He also continued to write, and published his poetry collection, Centaur, in 2013. A recent Virginia transplant and professor at JMU, he is working on an “eco-spiritual memoir” called Reef. He describes diving among coral reefs as “a way for me to encounter the incredible beauty of existence but also the inherent impermanence of all things.” He visited a reef in Indonesia in 2015 that astounded him with its beauty, but when he returned there last month it was unrecognizable. “Our collective output of carbon is the principal problem,” he says. “The carbon I put in the air is indirectly and unintentionally destroying what I find so beautiful.”

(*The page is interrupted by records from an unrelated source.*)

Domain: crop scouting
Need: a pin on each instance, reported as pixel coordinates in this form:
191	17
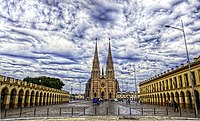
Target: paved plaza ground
85	110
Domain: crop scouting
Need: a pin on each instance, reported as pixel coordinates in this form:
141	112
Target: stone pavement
85	110
105	118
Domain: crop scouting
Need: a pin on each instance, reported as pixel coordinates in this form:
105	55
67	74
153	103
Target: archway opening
47	102
32	97
12	98
110	95
44	99
102	95
26	98
95	95
197	98
20	98
4	94
177	98
165	100
36	99
40	100
161	99
182	99
189	99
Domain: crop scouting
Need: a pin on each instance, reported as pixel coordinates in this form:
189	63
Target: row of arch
184	99
14	98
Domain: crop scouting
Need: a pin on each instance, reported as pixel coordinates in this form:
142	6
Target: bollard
47	111
20	114
60	111
195	115
34	113
95	110
142	110
167	110
72	111
107	111
5	113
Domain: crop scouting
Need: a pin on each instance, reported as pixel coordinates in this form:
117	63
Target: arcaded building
101	86
16	93
173	85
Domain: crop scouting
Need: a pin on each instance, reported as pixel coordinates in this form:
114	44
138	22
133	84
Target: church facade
100	86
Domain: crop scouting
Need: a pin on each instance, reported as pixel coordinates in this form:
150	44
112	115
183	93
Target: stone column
28	100
187	101
7	101
16	101
181	101
33	100
38	100
41	98
23	98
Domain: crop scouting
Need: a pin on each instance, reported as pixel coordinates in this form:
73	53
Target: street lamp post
71	93
135	84
188	60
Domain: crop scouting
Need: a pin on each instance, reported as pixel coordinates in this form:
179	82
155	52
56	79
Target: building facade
101	86
173	85
16	93
127	95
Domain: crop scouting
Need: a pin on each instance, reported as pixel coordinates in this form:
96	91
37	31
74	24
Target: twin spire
109	63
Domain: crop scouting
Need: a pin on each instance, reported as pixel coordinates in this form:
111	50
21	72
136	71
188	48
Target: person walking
175	106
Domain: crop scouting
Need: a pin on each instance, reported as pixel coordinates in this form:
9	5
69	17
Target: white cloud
58	38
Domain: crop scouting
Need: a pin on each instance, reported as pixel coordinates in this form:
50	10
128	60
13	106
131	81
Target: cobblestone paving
86	108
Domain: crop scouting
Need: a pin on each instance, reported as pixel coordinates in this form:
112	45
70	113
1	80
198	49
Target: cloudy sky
57	38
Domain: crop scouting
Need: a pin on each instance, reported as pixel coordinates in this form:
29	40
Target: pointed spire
96	58
102	72
109	64
109	59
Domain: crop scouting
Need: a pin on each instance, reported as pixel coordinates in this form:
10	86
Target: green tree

Reef is structured as a series of letters from Wrenn to his seventh great-niece in the 23rd century. “I want it to be about a relationship,” he says, “how my actions and my civilization affect other human beings.” There are photographs and videos of coral reefs, but only literature, he says, can “record the felt sense of being underwater. …We need to create that record for posterity and for ourselves. We have to come to terms with, literally, what we’re losing.”

Erica Cavanagh

Cavanagh, originally from Rochester, New York, and a professor at JMU since 2007, is crafting a memoir about living and working with the Bariba people of Benin, West Africa, while she was in the Peace Corps at age 23. The recollection focuses on what she learned about female strength as identity and its cultural significance. In the Bariba society, she says, “women were not to cry out during childbirth or flinch, just bear down and push. The pressure on them to not show pain was a way to subsume their own pain and trauma. And that perpetuated the kind of oppression they experienced as women.”

She realized that despite major cultural differences, she too had learned from American culture not to express her pain. For example, the tendency to not speak about shameful experiences, she says, “really only compounds the shame and prevents healing. It’s a reflexive narrative in that way. The book itself is an exploration of the ways in which culture can undermine our health.” In her early 20s, all she wanted was to be strong, or at least embody the appearance of strength. But through the course of her experience in Benin, she realized that what she really needed “to be a whole person was love and acceptance, which is eventually what I got through a close relationship with a family there.”